ILS ONT FUI la guerre, la répression, les régimes intégristes musulmans qui sévissent dans leur pays d'origine. Ils sont arrivés à Montréal, avec une seule idée en tête: refaire leur vie. Portrait des communautés arabe et musulmane, victimes depuis mardi dernier d'actes de violence injustifiés qui portent le sceau de l'ignorance.

Demandez-le à n'importe lequel des 250 000 musulmans de Montréal ou aux 150000 Montréalais d'origine arabe, ils vous diront qu'ils ont fermé leur radio toute la semaine. Ras-le-bol des tribunes téléphoniques. «J'en avais assez d'entendre des gens qui faisaient l'équation terroriste est égal à musulman. Assez de me faire insulter», siffle Hannas entre ses dents serrées.

Musulmane, d'origine libanaise, portant le hijab par choix, la dame rencontrée à la mosquée Salahouddine a eu l'impression de vivre un cauchemar quand elle a vu les images de New York, qui lui ont rappelé la guerre dans son pays, raison principale de son émigration.

Quand sa nièce de 19 ans a eu droit à des injures dans l'autobus quelques heures après les attentats, parce qu'elle portait le voile, Hannas s'est demandé l'ombre d'un moment s'il y a un seul endroit sur terre où les Libanais peuvent vivre en paix.

Plus de 100 ans de paixÀ Montréal, depuis 1890, la paix ethnique est pourtant en règle générale pour cette communauté transplantée. Les Libanais sont une des plus vieilles communautés immigrantes qui ont fait de Montréal ce qu'il est devenu. Ils sont aujourd'hui plus de 90000 à vivre dans la grande région métropolitaine.

Les Libanais sont des Arabes, appellation qui réfère uniquement à la race, à la culture, explique Salim Chouieb, directeur du Centre maghrébin de recherche et d'information. Plus de 60% d'entre eux sont chrétiens. Les autres 40% sont musulmans, divisés entre les branches chiite et sunnite de l'islam.

Les chiites reconnaissent Ali, neveu de Mahomet, comme successeur au prophète. Ils ne représentent environ que 15% des musulmans montréalais. Les sunnites, de leur côté, voient en Omar, autre neveu de Mahomet, l'héritier spirituel du grand prophète.

20 ans d'immigration intenseAprès les premières arrivées dispersées sur un siècle, l'essentiel de la communauté arabe de Montréal s'est installé ici depuis 20 ans. Après les Libanais, les Algériens ont commencé à affluer. Cette communauté de 30000 âmes voulait tourner le dos à l'intégrisme.

Tout comme les Marocains, qui sont plus de 40000 dans la métropole, la connaissance du français les a aidés à s'intégrer. Les juifs séfarades, qui immigrent au Canada depuis les années 70, comptent pour le quart de l'immigration d'origine marocaine.

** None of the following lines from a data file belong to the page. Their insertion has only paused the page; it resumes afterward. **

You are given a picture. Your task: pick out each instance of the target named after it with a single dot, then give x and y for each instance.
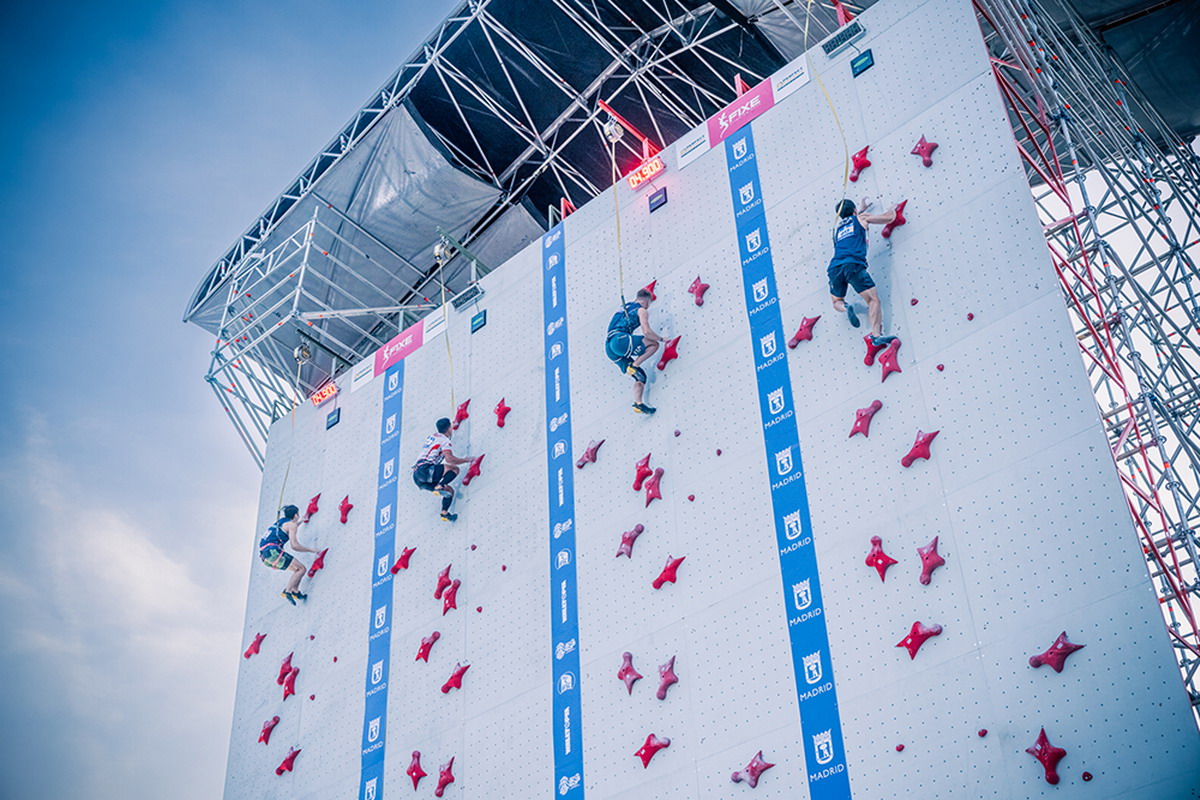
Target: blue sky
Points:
(139, 140)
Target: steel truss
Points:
(1119, 196)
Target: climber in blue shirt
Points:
(849, 265)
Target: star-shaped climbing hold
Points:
(653, 745)
(919, 449)
(925, 150)
(879, 559)
(863, 419)
(1056, 656)
(628, 539)
(804, 334)
(929, 561)
(917, 637)
(627, 673)
(666, 678)
(589, 455)
(669, 572)
(670, 353)
(753, 771)
(1048, 755)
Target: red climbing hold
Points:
(917, 637)
(919, 449)
(312, 509)
(318, 563)
(627, 673)
(414, 769)
(753, 771)
(450, 599)
(669, 572)
(879, 559)
(1056, 656)
(925, 150)
(445, 777)
(653, 745)
(288, 761)
(670, 353)
(804, 332)
(589, 455)
(268, 727)
(861, 163)
(461, 414)
(473, 470)
(643, 471)
(402, 561)
(423, 653)
(666, 678)
(1048, 755)
(252, 650)
(627, 541)
(863, 419)
(895, 223)
(443, 582)
(653, 491)
(502, 411)
(929, 561)
(455, 680)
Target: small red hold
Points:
(252, 650)
(318, 563)
(455, 680)
(861, 163)
(653, 745)
(627, 541)
(925, 150)
(917, 637)
(666, 678)
(669, 572)
(627, 673)
(445, 777)
(919, 449)
(929, 561)
(804, 332)
(879, 559)
(450, 599)
(670, 353)
(895, 223)
(268, 727)
(589, 455)
(1048, 755)
(863, 419)
(502, 411)
(402, 561)
(643, 471)
(461, 414)
(423, 653)
(753, 771)
(414, 769)
(473, 470)
(653, 488)
(288, 761)
(1056, 656)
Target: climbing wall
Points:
(810, 594)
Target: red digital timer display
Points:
(324, 394)
(648, 169)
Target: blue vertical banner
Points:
(820, 721)
(375, 716)
(564, 620)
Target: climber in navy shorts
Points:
(629, 350)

Les Palestiniens, plus difficiles à compter, car ils sont arrivés à la frontière sans un passeport notant clairement leur origine ethnique, gonflent les rangs de la communauté arabe d'environ 15000 personnes. Les Égyptiens sont plus de 10000.

Des degrés de pratique religieuse différents

Parmi les Arabes de religion musulmane environ 65% sont non-pratiquants. «Ils célèbrent parfois certaines fêtes comme le ramadan, mais ils y donnent surtout une connotation culturelle, comme la plupart des Québécois fêtent Noël», souligne M. Chouieb.

Les 35% restant ont des liens plus forts avec leur religion. Ils sont fidèles à l'une des 10 mosquées de la région; leurs enfants fréquentent la plupart du temps une des cinq écoles musulmanes de Montréal.

«Parmi ceux-là, 4% d'entre eux sont islamistes, c'est-à-dire qu'ils aimeraient que la loi coranique prime. Mais ça ne veut pas dire qu'ils rejettent la démocratie pour autant. Plusieurs portent la barbe ou le voile, mais sont complètement opposés à toute sorte de violence, qui à la base, est contraire à l'islam», note M. Chouieb.

Si on ouvre la petite boîte des islamistes de Montréal, dans un tout petit coin statistique se trouvent les intégristes, «qui ont des problèmes d'adaptation par rapport à la modernité. Mais on ne peut pas mettre de chiffre sur ceux-là, ils vivent dans l'ombre, à l'écart des communautés. Et souvent, quand ils vivent ici depuis quelque temps, leurs idées changent, car ils sont exposés à un autre son de cloche», conclut Salim Chouieb.

Selon lui, n'importe quel calcul rapide ne prouve qu'une chose: les intégristes de Montréal ne sont que la toute petite exception qui confirme la règle de la non-violence.